«Je suis William»: être ou ne pas être

Les comédiens Édith Arvisais et Simon Labelle-Ouimet
Photo: François Godard Les comédiens Édith Arvisais et Simon Labelle-Ouimet

1577. Du haut de ses 13 ans, William Shakespeare aspire déjà à devenir écrivain, mais il perçoit rapidement que sa soeur jumelle, Margaret, est naturellement beaucoup plus douée que lui pour les mots, la poésie, la littérature. Or, dans cette Angleterre d’hier, les filles n’ont pas le droit à la parole, à la lecture et encore moins à l’écriture. Si elles désobéissent, elles sont accusées de sorcellerie et s’assurent d’un destin tragique.

Bien sûr, William Shakespeare n’a jamais réellement eu de soeur jumelle et sa vie adolescente reste encore aujourd’hui méconnue. Mais, dans Je suis William, l’auteure Rébecca Déraspe fantasme cette soeur littéraire, au caractère fort (Édith Arvisais) qui a soif de raconter et à qui William (Simon Labelle-Ouimet) voue du respect, bien sûr, mais aussi un amour fraternel inconditionnel. Sur scène, les discussions, les peurs, les espoirs s’échangent d’abord entre eux, les jumeaux, qui espèrent trouver une façon de laisser Margaret raconter « pour exister, pour se réparer et non pour se révéler au monde », dira-t-elle.

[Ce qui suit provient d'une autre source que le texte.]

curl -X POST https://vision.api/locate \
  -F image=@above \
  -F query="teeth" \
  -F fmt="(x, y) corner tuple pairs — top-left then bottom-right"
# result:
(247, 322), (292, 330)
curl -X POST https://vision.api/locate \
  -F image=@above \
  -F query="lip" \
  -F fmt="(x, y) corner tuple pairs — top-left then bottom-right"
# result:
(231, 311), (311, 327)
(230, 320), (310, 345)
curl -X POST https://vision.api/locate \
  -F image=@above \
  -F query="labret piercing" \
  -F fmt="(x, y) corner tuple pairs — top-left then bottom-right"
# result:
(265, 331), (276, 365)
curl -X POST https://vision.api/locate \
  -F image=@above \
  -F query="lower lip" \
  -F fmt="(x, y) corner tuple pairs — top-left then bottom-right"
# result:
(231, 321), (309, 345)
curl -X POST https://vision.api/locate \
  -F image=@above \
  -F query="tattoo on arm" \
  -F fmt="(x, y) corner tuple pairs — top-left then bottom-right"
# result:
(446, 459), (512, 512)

Puis, autour d’eux, Renaud Paradis joue de pluralité en endossant tour à tour — et avec une énergie et un naturel éblouissants — les rôles du narrateur, présent à quelques reprises, de la mère aimante, mais soumise à cette société patriarcale, du père intransigeant qui somme sa fille de se taire, du comte frétillant qui fera de William une star et, enfin, de la reine Élisabeth 1re, jamais nommée, mais identifiable à cette ouverture, à cette audace et à cette allure qu’on lui reconnaît. L’aisance des trois comédiens, leur capacité à propulser les spectateurs dans cette Angleterre rigide tout en mettant en scène l’espoir d’un renouveau avec légèreté relève d’une grande maîtrise de la théâtralité.

La liberté d’être

À travers cette histoire de fraternité, Déraspe met bien sûr en lumière les inégalités et les injustices qui ont longtemps brimé les femmes. Le rôle du père, la dureté avec laquelle il fait taire sa fille — il mentionne d’ailleurs en aparté qu’il pourrait la battre, mais que ce serait méchant — est à ce sujet signifiant de la difficulté à vivre pour celles qui étaient plus frondeuses et créatives. Dans une mise en scène tout en sobriété, Sylvain Scott parvient avec quelques objets, notamment un candélabre, et un jeu de lumière percutant à rendre tantôt la tendresse, tantôt l’amusement, tantôt la rage ou la détresse des personnages.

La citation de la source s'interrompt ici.